Школа санинструкторов — продолжение

Уже наутро после нашего приезда школа начала функционировать нормально, и скучный ритм солдатской жизни — с подъемами и отбоями, занятиями и перерывами. Нарядами и узкими просветами «личного времени» (не о такой ли «правильности» мечтали «лучшие умы человечества»?) — взял свое: исчезло то живое ощущение катастрофы и неизбежного близкого падения большевистской империи, которое жило, видимо, в каждом из нас со времени мобилизации и до прибытия в Орехово-Зуево и определялось как быстрой сменой наших собственных состояний и положений, так и бестолковщиной того, что происходило с нами и что мы видели кругом. В Орехове мы видели только стены казармы да изредка — улочки глухого, заштатного, замосковского городишки, где уже не чувствовалась близость фронта (хотя раза три или четыре в Орехове и объявлялись воздушные тревоги); здесь о наступлении немцев мы узнавали только по улыбательно-бодрым сводкам Совинформбюро, о настроении населения — по ура!-патриотическим газетным фельетонам и очеркам совписов.

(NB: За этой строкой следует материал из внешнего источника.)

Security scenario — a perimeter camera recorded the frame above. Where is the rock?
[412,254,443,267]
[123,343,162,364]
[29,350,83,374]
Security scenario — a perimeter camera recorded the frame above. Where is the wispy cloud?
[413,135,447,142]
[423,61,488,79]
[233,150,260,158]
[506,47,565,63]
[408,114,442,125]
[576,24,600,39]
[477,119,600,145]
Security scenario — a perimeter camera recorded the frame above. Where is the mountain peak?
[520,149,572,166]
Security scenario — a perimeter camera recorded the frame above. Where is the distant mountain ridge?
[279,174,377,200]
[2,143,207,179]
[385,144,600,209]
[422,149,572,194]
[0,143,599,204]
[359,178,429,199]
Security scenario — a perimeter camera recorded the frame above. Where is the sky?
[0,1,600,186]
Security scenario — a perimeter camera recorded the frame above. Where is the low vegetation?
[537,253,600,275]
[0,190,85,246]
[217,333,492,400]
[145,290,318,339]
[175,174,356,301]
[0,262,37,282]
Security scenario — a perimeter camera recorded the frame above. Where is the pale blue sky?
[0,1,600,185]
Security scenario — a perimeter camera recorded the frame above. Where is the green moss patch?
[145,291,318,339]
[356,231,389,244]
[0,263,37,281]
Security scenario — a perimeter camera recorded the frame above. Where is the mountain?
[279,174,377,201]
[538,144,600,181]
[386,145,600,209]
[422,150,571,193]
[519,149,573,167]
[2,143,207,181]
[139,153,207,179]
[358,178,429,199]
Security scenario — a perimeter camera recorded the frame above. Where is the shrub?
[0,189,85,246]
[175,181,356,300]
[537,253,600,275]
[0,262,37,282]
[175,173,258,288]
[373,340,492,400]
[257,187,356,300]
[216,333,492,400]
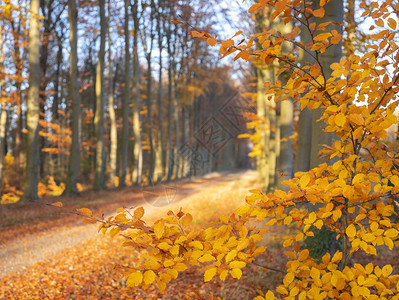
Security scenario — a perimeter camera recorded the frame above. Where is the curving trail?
[0,171,256,278]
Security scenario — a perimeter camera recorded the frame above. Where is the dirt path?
[0,171,254,277]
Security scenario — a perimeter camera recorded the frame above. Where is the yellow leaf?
[382,265,393,278]
[234,50,249,60]
[334,113,346,127]
[237,239,249,251]
[236,205,250,216]
[314,220,324,229]
[189,241,204,250]
[314,32,332,41]
[198,253,216,263]
[265,291,275,300]
[154,221,165,239]
[345,224,356,238]
[219,270,229,281]
[109,227,120,237]
[230,269,242,279]
[348,114,364,125]
[310,268,320,280]
[169,245,180,255]
[384,228,398,238]
[143,270,156,284]
[126,272,143,286]
[76,208,93,217]
[171,20,185,24]
[133,207,144,220]
[225,249,237,262]
[204,268,217,282]
[374,19,384,27]
[173,263,187,272]
[313,7,325,18]
[157,242,170,251]
[283,272,295,287]
[229,260,246,269]
[180,214,193,227]
[388,18,397,30]
[222,40,234,48]
[299,174,310,189]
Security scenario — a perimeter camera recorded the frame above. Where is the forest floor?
[0,171,399,300]
[0,171,290,299]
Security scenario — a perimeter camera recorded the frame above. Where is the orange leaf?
[374,19,384,27]
[171,20,186,24]
[76,208,93,217]
[206,38,216,47]
[189,30,204,38]
[133,207,144,219]
[388,18,397,30]
[313,7,325,18]
[234,50,249,60]
[314,32,332,41]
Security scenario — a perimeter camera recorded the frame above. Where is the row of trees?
[98,0,399,300]
[0,0,248,200]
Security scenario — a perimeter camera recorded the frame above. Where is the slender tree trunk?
[39,0,53,177]
[64,0,82,195]
[11,18,23,185]
[119,0,130,187]
[167,29,174,180]
[94,0,107,190]
[108,1,117,187]
[278,20,294,185]
[257,67,270,189]
[294,2,314,172]
[132,0,143,184]
[23,0,40,201]
[156,5,166,181]
[147,52,156,183]
[174,92,180,179]
[0,23,7,191]
[310,0,344,168]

Это отсутствие информации тоже брало свое, — недаром все годы своего существования советская власть так боялась и боится свободы информации, недаром у нас простое сообщение факта рассматривается как тягчайшее государственное преступление (когда Алик Гинзбург пустил в обращение «Белую книгу», в которой были собраны только факты, относящиеся к процессу Синявского и Даниеля, его обвинили в антисоветской пропаганде и агитации), недаром нас так огорчает «информационный взрыв» нашего времени. Отсутствие информации, дезинформация, полный контроль над всей информацией — необходимое условие самого существования социалистического общества. Одной только свободы информации, вероятно, уже достаточно для того, чтобы это основанное на мифологии общество рухнуло. Не на невежестве ли держалось 1000 лет политическое господство христианской церкви?

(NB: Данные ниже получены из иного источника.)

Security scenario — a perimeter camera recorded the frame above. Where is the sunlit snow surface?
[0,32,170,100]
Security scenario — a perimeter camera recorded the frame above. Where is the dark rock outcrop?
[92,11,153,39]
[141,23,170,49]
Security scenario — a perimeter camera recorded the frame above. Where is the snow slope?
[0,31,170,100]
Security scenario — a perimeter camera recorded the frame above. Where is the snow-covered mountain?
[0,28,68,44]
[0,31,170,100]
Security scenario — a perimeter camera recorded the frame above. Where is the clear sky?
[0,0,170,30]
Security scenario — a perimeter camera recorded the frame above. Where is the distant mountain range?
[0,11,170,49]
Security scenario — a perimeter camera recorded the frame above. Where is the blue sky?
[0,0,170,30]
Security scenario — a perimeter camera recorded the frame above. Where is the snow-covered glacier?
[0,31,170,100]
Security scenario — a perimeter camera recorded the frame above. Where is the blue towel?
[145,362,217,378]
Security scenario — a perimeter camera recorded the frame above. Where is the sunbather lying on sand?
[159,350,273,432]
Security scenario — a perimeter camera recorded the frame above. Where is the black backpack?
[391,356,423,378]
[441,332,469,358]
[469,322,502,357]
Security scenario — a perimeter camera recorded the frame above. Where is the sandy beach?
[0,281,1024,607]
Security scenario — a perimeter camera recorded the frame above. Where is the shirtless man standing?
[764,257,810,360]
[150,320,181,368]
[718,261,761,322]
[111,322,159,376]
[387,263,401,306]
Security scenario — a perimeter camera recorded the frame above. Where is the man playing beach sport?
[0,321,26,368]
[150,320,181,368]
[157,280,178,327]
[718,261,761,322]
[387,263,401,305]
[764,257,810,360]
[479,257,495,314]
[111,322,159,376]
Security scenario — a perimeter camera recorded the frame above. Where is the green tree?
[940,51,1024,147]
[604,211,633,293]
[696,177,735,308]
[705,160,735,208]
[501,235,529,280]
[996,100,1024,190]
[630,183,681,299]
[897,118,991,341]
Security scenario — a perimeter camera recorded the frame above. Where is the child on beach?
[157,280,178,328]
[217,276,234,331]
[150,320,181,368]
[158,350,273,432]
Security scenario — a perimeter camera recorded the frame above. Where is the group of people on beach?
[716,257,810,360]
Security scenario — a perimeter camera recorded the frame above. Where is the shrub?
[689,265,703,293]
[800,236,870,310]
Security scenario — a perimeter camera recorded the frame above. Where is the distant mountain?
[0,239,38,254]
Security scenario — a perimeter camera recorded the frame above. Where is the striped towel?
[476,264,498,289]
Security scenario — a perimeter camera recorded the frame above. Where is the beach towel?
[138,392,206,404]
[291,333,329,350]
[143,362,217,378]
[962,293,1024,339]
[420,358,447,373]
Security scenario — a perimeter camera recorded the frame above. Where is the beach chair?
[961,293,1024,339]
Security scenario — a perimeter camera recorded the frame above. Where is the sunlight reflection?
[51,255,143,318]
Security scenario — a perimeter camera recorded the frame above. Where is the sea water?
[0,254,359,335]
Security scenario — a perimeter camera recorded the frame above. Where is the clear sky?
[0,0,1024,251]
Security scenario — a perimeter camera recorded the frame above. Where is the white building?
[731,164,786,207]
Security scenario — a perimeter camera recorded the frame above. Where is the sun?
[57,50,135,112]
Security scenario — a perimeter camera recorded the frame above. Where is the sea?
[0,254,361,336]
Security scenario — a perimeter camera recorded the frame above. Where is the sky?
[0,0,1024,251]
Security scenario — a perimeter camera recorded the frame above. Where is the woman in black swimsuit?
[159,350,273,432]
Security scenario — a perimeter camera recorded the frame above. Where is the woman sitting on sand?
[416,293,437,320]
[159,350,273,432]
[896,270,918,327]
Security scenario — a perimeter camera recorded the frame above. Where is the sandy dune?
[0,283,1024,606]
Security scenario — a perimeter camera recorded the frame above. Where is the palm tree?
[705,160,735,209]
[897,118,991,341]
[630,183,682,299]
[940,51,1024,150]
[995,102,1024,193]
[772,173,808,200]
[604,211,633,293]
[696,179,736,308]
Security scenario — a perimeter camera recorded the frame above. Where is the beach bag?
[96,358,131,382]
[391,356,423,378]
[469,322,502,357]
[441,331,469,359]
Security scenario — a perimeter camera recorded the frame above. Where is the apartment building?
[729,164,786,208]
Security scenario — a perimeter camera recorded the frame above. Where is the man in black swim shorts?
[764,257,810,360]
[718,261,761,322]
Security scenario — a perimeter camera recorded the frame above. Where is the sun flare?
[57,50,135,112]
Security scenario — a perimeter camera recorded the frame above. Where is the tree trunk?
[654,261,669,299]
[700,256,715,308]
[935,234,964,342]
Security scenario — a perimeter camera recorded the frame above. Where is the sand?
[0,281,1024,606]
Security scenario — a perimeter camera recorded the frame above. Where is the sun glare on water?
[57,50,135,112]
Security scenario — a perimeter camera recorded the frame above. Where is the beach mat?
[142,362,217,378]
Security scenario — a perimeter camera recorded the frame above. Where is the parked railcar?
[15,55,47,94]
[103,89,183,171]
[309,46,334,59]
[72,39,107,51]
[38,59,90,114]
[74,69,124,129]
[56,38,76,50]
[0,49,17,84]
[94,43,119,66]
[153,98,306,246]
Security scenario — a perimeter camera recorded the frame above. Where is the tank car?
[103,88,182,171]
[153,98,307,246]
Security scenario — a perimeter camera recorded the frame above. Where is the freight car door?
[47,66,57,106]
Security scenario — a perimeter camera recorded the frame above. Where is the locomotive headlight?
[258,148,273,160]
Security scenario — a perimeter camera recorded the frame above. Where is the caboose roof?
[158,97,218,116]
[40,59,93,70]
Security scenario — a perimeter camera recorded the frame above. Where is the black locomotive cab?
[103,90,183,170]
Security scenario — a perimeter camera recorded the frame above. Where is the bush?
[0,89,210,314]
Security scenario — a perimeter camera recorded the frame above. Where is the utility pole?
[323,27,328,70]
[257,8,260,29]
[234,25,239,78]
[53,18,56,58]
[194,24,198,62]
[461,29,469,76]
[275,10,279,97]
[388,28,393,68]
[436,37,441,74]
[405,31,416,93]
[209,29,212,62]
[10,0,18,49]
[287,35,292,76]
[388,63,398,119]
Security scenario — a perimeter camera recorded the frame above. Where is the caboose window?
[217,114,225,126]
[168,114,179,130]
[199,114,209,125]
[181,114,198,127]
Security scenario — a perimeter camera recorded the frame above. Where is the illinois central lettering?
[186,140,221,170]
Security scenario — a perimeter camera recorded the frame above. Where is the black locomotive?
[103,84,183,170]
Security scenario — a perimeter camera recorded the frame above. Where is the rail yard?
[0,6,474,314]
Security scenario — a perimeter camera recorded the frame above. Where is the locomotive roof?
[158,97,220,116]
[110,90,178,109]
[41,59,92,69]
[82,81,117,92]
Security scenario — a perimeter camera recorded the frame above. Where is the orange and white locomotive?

Здесь в Орехове, официальный фасад Совдепии все еще выглядел прочным. И сразу иными, осторожно-казенными стали наши разговоры. Пока мы бежали через леса и болота, мы могли думать, что всему пришел конец и «больше нет городового», но здесь тайная полиция снова вступила в свои права, и люди снова приумолкли. Только с Ильей доверительные отношении все больше упрочивались, но Илья, как и Юрка Колосов, задевал какие-то особые струны моего сердца, бытовые и практические, не те, которые сближали меня с Козловым, Эфесом, а позже — с Гришей Померанцем: вопросы большой политики, истории, философии, искусства его вообще не занимали, он был прагматик и жил реальными заботами текущего дня.

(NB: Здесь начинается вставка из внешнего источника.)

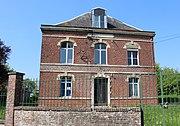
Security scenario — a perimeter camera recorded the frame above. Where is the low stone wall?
[14,109,141,126]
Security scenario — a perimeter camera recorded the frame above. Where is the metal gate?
[0,91,6,123]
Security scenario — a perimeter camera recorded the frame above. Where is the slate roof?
[57,12,142,31]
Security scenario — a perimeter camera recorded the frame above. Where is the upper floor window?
[60,77,72,97]
[94,43,107,64]
[92,8,107,28]
[60,41,74,63]
[129,78,139,97]
[127,51,139,66]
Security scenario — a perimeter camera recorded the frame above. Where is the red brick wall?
[41,32,154,66]
[39,31,157,106]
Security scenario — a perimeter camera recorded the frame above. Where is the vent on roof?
[91,8,107,28]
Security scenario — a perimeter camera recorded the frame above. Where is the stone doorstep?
[0,119,4,126]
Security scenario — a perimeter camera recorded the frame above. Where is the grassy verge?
[0,106,5,120]
[143,105,180,126]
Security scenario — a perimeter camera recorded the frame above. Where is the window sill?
[128,65,140,67]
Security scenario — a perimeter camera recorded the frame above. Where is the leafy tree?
[0,39,13,91]
[22,78,38,105]
[156,64,180,95]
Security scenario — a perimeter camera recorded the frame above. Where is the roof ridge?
[54,12,91,25]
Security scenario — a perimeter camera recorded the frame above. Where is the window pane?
[134,78,138,83]
[128,51,131,59]
[133,51,137,58]
[94,50,100,64]
[67,49,73,63]
[129,78,133,83]
[68,42,73,48]
[134,84,138,96]
[94,15,99,22]
[101,51,106,64]
[67,83,71,87]
[66,90,71,96]
[60,83,65,96]
[94,44,100,49]
[60,48,66,63]
[133,59,138,65]
[61,42,67,48]
[129,84,133,97]
[101,43,106,49]
[128,59,132,65]
[67,77,71,82]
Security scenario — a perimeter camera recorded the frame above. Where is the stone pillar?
[5,72,24,126]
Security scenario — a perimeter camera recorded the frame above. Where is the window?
[93,15,106,28]
[129,78,138,97]
[60,77,72,97]
[94,43,107,64]
[92,8,107,28]
[60,42,74,63]
[127,51,138,65]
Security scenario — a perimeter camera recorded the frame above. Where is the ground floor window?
[60,77,72,97]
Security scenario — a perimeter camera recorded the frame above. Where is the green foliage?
[0,39,11,91]
[22,78,38,105]
[156,64,180,95]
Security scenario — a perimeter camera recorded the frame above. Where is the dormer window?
[92,8,107,28]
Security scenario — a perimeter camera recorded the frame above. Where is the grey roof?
[57,12,142,31]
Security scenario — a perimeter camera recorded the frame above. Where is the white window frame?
[94,43,107,64]
[60,41,74,64]
[127,49,139,66]
[128,77,139,98]
[92,15,107,28]
[60,76,72,98]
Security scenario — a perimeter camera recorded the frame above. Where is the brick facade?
[39,8,157,106]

Полтора месяца пребывания в школе санинструкторов слились в моем воспоминании в одну тусклую картину, где почти нет событий, а есть распорядок. Это были сплошные занятия — в первой половине дня с преподавателями, во второй — я занимался в свое «личное время» с отстающими, повторяя с ними то, что сам узнавал утром от врачей, — анатомию, рецептуру, десмургию, ПВХО[1], а также политграмоту. Отстающими же были почти все курсанты, кроме нас пятерых. За эти мои занятия с отстающими Кроз сквозь пальцы смотрел на мою плохую строевую подготовку, на то, что я толком не умел ни козырнуть, ни повернуться, ни разобрать или собрать станковый пулемет (чему меня учили еще в ИФЛИ), и я числился отличником даже и по этим «предметам». Некоторое разнообразие вносили в нашу жизнь караулы. Когда взвод был в карауле, можно было походить по городу. Илья неизменно таскал меня по столовым, где нам из сострадания иногда давали суп или второе, хотя у нас, разумеется не было карточек, необходимых для того, чтобы получить в столовой еду.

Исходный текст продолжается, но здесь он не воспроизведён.